Pode-se imaginar existir alguém que prefira trabalhar numa indústria que produz com falhas? A lógica diz que não. Tal conclusão deve estar presente quando nos interessamos pelo transporte urbano sobre trilhos em São Paulo.
Em primeiro lugar, é preciso constatar que a idade é um fator inexorável no desempenho dos sistemas, organismos vivos ou trens. Para neutralizar parte de suas consequências, faz-se manutenção; no entanto, há limitações provocadas pela obsolescência de componentes e tecnologia.
Por melhor que uma família tenha mantido sua TV com válvulas de 30 anos atrás, hoje tem enorme dificuldade para obter peças de reposição e, mesmo quando consegue, permanece com tela em preto e branco e sem controle remoto.

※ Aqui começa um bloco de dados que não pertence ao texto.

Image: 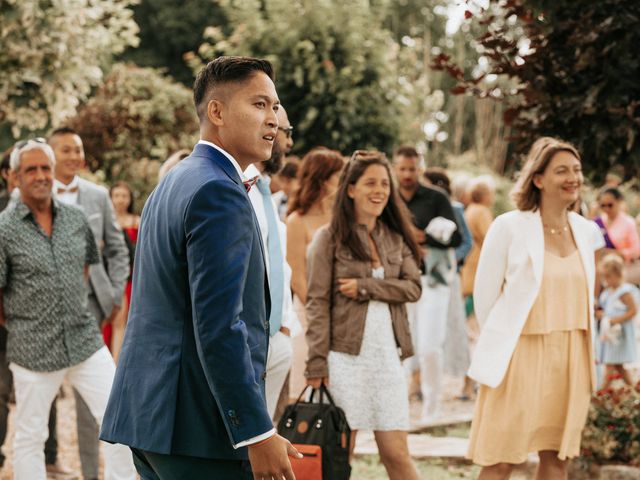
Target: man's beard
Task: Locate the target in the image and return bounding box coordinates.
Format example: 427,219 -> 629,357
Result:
262,144 -> 284,175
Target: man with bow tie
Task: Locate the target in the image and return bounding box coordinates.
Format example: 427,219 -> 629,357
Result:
49,127 -> 129,480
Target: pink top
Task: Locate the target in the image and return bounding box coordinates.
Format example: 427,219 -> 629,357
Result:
602,212 -> 640,262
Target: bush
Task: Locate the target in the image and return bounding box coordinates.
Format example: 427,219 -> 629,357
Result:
69,64 -> 198,205
582,382 -> 640,466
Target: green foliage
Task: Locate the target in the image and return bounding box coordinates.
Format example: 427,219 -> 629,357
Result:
69,64 -> 198,200
0,0 -> 138,137
582,383 -> 640,466
436,0 -> 640,180
191,0 -> 402,153
121,0 -> 226,86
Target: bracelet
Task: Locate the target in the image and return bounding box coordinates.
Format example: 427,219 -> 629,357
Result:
247,433 -> 277,447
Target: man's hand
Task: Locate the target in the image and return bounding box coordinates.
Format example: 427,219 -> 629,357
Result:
338,278 -> 358,299
100,305 -> 122,331
248,434 -> 304,480
307,377 -> 329,390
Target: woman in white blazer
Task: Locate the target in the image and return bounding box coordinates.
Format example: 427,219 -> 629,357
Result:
468,137 -> 604,480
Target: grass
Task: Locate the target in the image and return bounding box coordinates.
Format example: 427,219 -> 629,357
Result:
351,455 -> 480,480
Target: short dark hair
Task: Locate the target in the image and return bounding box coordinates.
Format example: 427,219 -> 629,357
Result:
193,57 -> 275,120
49,126 -> 80,139
278,162 -> 298,180
393,145 -> 420,158
330,150 -> 422,262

Assim, é imperioso investir em modernização ou substituição de equipamentos.
A malha Noroeste/Sudeste e Leste do trem metropolitano de São Paulo opera instalações de eletrificação com mais de 40 anos e de sinalização com mais de 25.
A posição da rede aérea de alimentação elétrica varia com a temperatura, o que favorece rompimentos; os vãos entre estruturas metálicas não são padronizados, tornando a manutenção artesanal, e nas curvas o colapso de uma via interrompe o tráfego também na via adjacente.

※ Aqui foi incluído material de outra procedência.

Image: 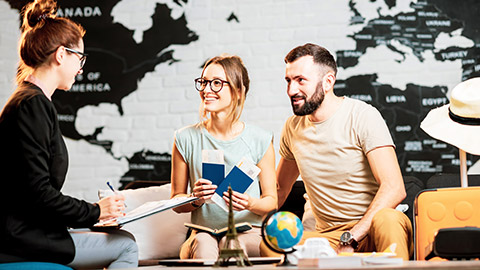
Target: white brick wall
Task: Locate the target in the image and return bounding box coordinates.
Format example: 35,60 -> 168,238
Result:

A dificuldade em obter sobressalentes para a sinalização resulta em interrupções da operação, para garantir a segurança.
São operados nove tipos diferentes de trens, com idade média de quase 20 anos, o que nos permite aquilatar o esforço para obter peças e treinar mão-de-obra.

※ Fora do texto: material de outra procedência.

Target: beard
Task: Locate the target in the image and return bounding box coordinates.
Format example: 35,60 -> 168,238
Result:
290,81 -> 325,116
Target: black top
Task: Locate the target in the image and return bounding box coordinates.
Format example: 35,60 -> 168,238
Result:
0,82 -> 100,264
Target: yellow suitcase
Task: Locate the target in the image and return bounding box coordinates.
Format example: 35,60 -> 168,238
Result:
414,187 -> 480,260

Muitos pensam que não houve investimento no período em que o sistema ferroviário urbano de São Paulo esteve sob o comando do governo federal. Houve e foi significativo em valor absoluto; contudo, menor do que seria necessário.
Tal diferença entre meios foi e é agravada pela pressão da demanda. Em 20 anos, o transporte mais do que duplicou.
Em 1985, pesquisa verificou que, para cada dois passageiros que viajavam, mais um desejava viajar e o sistema não tinha capacidade. O crescimento da população metropolitana nos faz crer que essa relação aumentou.
Em 1988, a nova Constituição alterou a partição de receitas e responsabilidades da União e tornou competência estadual o transporte coletivo ferroviário.
Obteve-se do Banco Mundial (Bird) um empréstimo para "normalização" do sistema; o chamado Programa Bird 1 iniciou-se em 1993, com prazo de três anos, e a transferência da operadora federal ocorreu em 1994.
Em 1989, as contratações de pessoal foram suspensas, havendo expectativa de retomada apenas neste ano de 1996. Numa região econômica como São Paulo, sete anos sem contratar significam grande perda de recursos humanos, por aposentadoria, morte etc., mas principalmente em razão da mobilidade de emprego.
A transição entre governos refletiu-se na própria alocação orçamentária e na necessidade de adaptar normas e procedimentos administrativos, provocando descontinuidade de suprimentos.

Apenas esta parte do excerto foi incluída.